Meeting minutes
Alicia: Open questions about text tracks in MSE
… I assume you're familiar with MSE, but not necessarily about text track formats
… Out of band formats like SRT and WebVTT, or inband formats in the media container such as MP4, WebM, Matroska
… I'll introduce WebVTT and features that make implementation of inband tracks tricky
… Challenges and open questions on implementation of text tracks in MSE
WebVTT
Alicia: This has been supported in browsers for a long time. It's a reasonable first target. We support it as an out of band text track format. We could also support it in-band when you call appendBuffer()

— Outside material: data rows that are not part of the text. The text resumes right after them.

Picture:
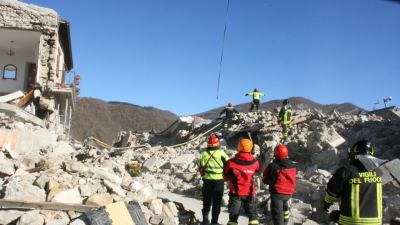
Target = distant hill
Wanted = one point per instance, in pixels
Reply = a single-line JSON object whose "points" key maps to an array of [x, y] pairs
{"points": [[295, 102], [103, 120]]}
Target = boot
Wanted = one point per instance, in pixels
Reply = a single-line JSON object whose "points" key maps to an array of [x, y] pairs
{"points": [[206, 221]]}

… The syntax is based on SRT. There are cues with start and end timestamps and content, which can include markup for styling
… Cues can have setting, to allow customisation of the cue or alignment
… When you load the cues, you have APIs to retrieve the cues and control them programmatically
… Comment blocks are useful when authoring text tracks
… WebVTT documents can contain stylesheets, which must come before any cues in the file
… Regions allow you to define specific portions of the video where cues will appear
… WebVTT allows cues to overlap in time
… An example of closed captions, and the textual representation of sound effects, both of which can happen at the same time
… You can have delayed parts in a cue, using angle brackets
… Now let's look at in-band WebVTT, when you put it into a container format. Two formats: ISO BMFF, which I'll call MP4, and WebM / Matroska. WebM is a subset of Matroska
… I'm not aware of any representation in MP2TS
ISO BMFF
Alicia: For ISO BMFF, we have two specs. WebVTT is in Part 30, along with TTML
… The init segment, moov box, there's a WebVTT sample entry, codec configuration
… This has two boxes inside: one for the file header and style sheets, then (optionally) the source label box, a URI that uniquely identifies the WebVTT document
… For media segments, the timing of the cues is handled by the container. Cues are handled like regular video frames. The difference is because WebVTT allows overlapping cues, but MP4 isn't normally meant to be used that way, so the cues are split into non-overlapping frames
… Two types of frames: gaps, which represent the absence of a cue, and non-gaps, where you have vtt cue boxes and vtt additional boxes
… In vtt cue box, you have an optional source id box, which together with the source label box allows a cue to be uniquely identified
… If you mix and match different WebVTT documents that have been muxed into MP4 you can still uniquely identify the cues
… A cue time box is used for cues with delayed parts. You write the original start time of the cue, used as a reference to compute the time of the delayed parts. If there's an edit list, the delayed parts still work
WebM
Alicia: There are two kinds of representations. One from when it was less mature, but has adoption, e.g., in ffmpeg
… As a consequence of being early, it doesn't support the file header, so we can't include stylesheets, also delayed parts
… The later draft, from 2018, on Matroska, addresses both those problems. Delayed parts are defined as the offset from the start of the frame
… Commonalities and differences between the MP4 and WebM representations. Timing is handled by both containers, but gaps aren't explicitly encoded.
MSE
Alicia: Several questions with MSE and text tracks, and other related topics
… How many coded frames is a WebVTT cue?
… Should it depend on the container format, be an implementation detail, or something else?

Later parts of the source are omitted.